Por encima de la batahola de pólvora, relinchos, ladridos y chivateo de la batalla, escuché claramente las voces de los siete caciques azuzando a sus gentes a grito destemplado. No sé lo que me pasó entonces. A menudo he pensado en ese fatídico 11 de septiembre y he tratado de entender los sucesos, pero creo que nadie puede describir con exactitud cómo fueron, cada uno de los participantes tiene una versión diferente, según lo que le tocó vivir. Era densa la humareda, tremenda la confusión, ensordecedor el ruido. Estábamos trastornados, luchando por nuestras vidas, locos de sangre y violencia. No puedo recordar en detalle mis acciones de ese día, de necesidad debo fiarme en lo que otros han contado. Recuerdo, eso sí, que en ningún momento tuve miedo, porque la ira me ocupaba por completo.
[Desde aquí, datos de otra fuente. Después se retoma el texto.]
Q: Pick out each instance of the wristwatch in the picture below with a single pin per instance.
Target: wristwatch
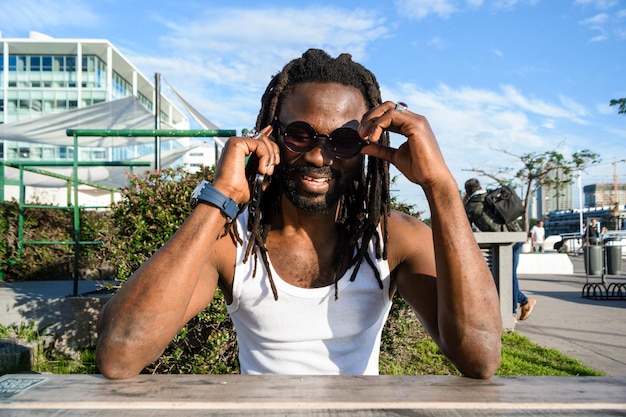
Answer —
(206, 193)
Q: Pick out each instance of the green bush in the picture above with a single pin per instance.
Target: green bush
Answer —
(50, 261)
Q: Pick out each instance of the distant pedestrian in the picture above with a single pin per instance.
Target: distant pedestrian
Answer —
(538, 236)
(482, 217)
(590, 233)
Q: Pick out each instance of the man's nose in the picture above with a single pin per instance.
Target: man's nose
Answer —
(320, 155)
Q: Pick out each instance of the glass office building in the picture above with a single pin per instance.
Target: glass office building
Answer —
(40, 76)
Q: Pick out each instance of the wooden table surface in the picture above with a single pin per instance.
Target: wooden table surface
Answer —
(237, 395)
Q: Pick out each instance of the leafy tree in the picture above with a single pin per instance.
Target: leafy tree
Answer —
(548, 169)
(621, 103)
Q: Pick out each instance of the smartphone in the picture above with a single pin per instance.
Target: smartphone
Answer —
(257, 193)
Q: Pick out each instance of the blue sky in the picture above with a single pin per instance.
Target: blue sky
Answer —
(520, 75)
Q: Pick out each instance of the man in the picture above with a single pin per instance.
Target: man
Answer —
(590, 233)
(309, 274)
(484, 218)
(537, 236)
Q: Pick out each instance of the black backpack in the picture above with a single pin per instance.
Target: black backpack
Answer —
(505, 203)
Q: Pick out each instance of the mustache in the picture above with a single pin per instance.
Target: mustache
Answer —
(308, 170)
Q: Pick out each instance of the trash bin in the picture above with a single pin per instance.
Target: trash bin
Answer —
(613, 259)
(593, 260)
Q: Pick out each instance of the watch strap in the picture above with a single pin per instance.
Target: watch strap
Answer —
(207, 193)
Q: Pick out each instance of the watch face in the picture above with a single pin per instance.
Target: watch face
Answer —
(196, 192)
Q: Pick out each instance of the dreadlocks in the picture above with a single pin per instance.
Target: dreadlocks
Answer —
(365, 202)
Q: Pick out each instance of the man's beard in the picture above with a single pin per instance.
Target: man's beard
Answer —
(311, 202)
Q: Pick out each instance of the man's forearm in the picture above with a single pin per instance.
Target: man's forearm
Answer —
(140, 320)
(468, 307)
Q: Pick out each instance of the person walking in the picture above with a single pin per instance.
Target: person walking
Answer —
(538, 237)
(309, 268)
(484, 218)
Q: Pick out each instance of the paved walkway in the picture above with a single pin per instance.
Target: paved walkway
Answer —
(592, 331)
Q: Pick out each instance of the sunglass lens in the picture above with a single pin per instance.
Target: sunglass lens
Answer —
(346, 143)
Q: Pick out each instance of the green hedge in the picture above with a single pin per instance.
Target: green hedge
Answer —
(51, 262)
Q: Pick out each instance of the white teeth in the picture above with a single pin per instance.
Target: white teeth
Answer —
(320, 180)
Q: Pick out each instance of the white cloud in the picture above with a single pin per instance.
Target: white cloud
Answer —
(420, 9)
(43, 14)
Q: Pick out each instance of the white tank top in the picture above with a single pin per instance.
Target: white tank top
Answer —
(307, 331)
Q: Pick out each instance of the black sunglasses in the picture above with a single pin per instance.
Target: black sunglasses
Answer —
(301, 137)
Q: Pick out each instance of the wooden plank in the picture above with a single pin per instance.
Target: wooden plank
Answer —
(226, 395)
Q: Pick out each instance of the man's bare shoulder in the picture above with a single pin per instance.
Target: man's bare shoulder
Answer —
(409, 237)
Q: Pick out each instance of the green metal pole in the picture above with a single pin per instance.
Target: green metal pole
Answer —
(20, 216)
(2, 202)
(76, 217)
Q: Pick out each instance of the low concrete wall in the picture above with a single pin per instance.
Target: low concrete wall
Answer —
(545, 263)
(70, 320)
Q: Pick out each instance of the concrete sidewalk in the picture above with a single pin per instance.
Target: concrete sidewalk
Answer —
(592, 331)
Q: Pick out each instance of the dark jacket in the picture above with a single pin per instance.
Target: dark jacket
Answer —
(483, 216)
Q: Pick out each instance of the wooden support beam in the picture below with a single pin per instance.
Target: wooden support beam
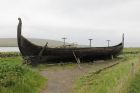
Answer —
(77, 60)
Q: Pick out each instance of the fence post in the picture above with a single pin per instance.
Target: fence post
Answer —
(133, 69)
Dirigí la vista hacia la celda, de donde provenían los alaridos de los cautivos, y a pesar del humo de los incendios distinguí con absoluta claridad a mi marido, Juan de Málaga, que me venía penando desde el Cuzco, apoyado en la puerta, mirándome con sus lastimeros ojos de espíritu errante. Me hizo un gesto con la mano, como llamándome. Me abrí paso entre soldados y caballos, evaluando el desastre con una parte de la mente y obedeciendo con otra la orden muda de mi difunto marido. La celda no era más que una habitación improvisada en el primer piso de la casa de Aguirre y la puerta consistía en unas cuantas tablas con una tranca por fuera, vigilada por dos jóvenes centinelas con instrucciones de defender a los cautivos con sus vidas, puesto que representaban nuestra única carta de negociación con el enemigo. No me detuve a pedirles permiso, simplemente los hice a un lado de un empujón y levanté la pesada tranca con una sola mano, ayudada por Juan de Málaga. Los guardias me siguieron adentro, sin ánimo de hacerme frente y sin imaginar mis intenciones. La luz y el humo entraban por las rendijas, sofocando el aire, y un polvo rojizo se levantaba del suelo, de modo que la escena era borrosa, pero pude ver a los siete prisioneros encadenados a gruesos postes, debatiéndose como demonios hasta donde permitían los hierros y aullando a pleno pulmón para llamar a los suyos. Cuando me vieron entrar con el fantasma ensangrentado de Juan de Málaga, se callaron.